2011 Figeac - super attack of minerals, cedar and dark fruits. On the luxurious palate dark plums and gravelly notes, this is a very graceful wine, which is already drinking well. It is so fresh and elegant. The oak is not yet fully integrated but this is a class act. 93
2010 Figeac - inky and dense, fuller and richer than the 2011; this was somewhat closed down but it lacked the elegance of the 2011, which I preferred. 92
2009 Figeac - warm and sunny, but not over-ripe; tobacco leaf and minerals on the dense mid-palate with a velvety texture, but like the 2010 lacks the elegance of the 2011. 92
Next up we tasted three vintages from the mid-noughties
2006 Figeac - really interesting attack of black and red fruit 'compote', flowers and minerals. On the palate it was noticeably less dense than the 2009 and 2010 with menthol and tobacco leaf notes and a shorter slightly drying and puckering finish. Not sure where this is going. 90
2005 Figeac - this was quite closed, but had a dense brooding mid-palate with hints of minerals, tobacco and so on. It had a bit more finesse than the 2009 and 2010, and I suspect will be showing very well in 5-10 years.
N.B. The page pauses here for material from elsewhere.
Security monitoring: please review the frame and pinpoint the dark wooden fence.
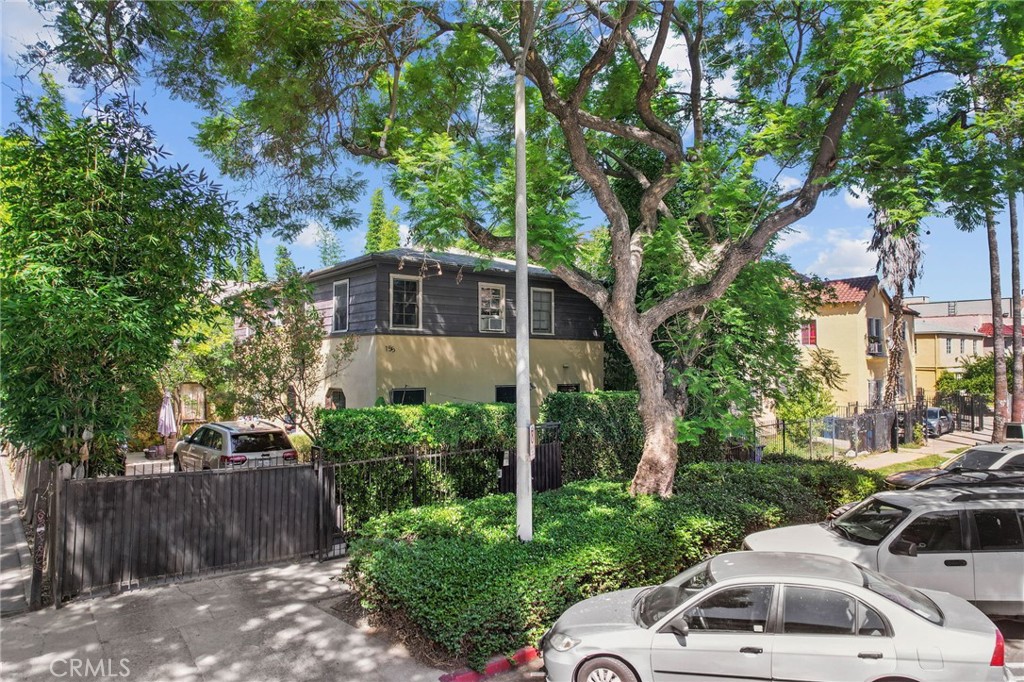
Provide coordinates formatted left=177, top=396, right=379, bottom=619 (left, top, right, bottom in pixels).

For now 93
2004 Figeac - developing into a lovely wine, with plums, minerals, tobacco leaves and dark fruits. Not as dense as the 2005 but more stuffing than the 2006. Beginning to drink really well. 93
Finally...
1986 Figeac - fully mature with an orange colour, prunes, cherries, tobacco leaf and an array of tertiary aromas. A lovely wine, not as sensational as the last one shown four years ago, but a treat nevertheless. 93
To conclude it was ironic that the 2011, Eric D'Aramon's swan song, was arguably the best wine on show, or equal best with the 2004 and 2005.
As we all know when Michel Rolland was brought in as a consultant there was a collective groan from die-hard Figeac aficionados that you could hear from London to Bordeaux. The spin from the estate was that the long term oenologist was retiring anyway, so they picked up the phone to Rolland.
The truth of the matter was that Madame Manoncourt felt that Figeac was not fulfilling its full potential, and she was surely right. I would think that if we had bottles of La Conseillante next to the bottles of Figeac yesterday, the Conseillantes would have come out on top - especially in 2005, 06, 09 and 10. None of Figeacs were as good as the 1998 and 2001 Figeacs are now.
I suspect now the price of Figeac will soar, especially after the 2015 vintage. Frederic Faye is very optimistic about the 2016 vintage.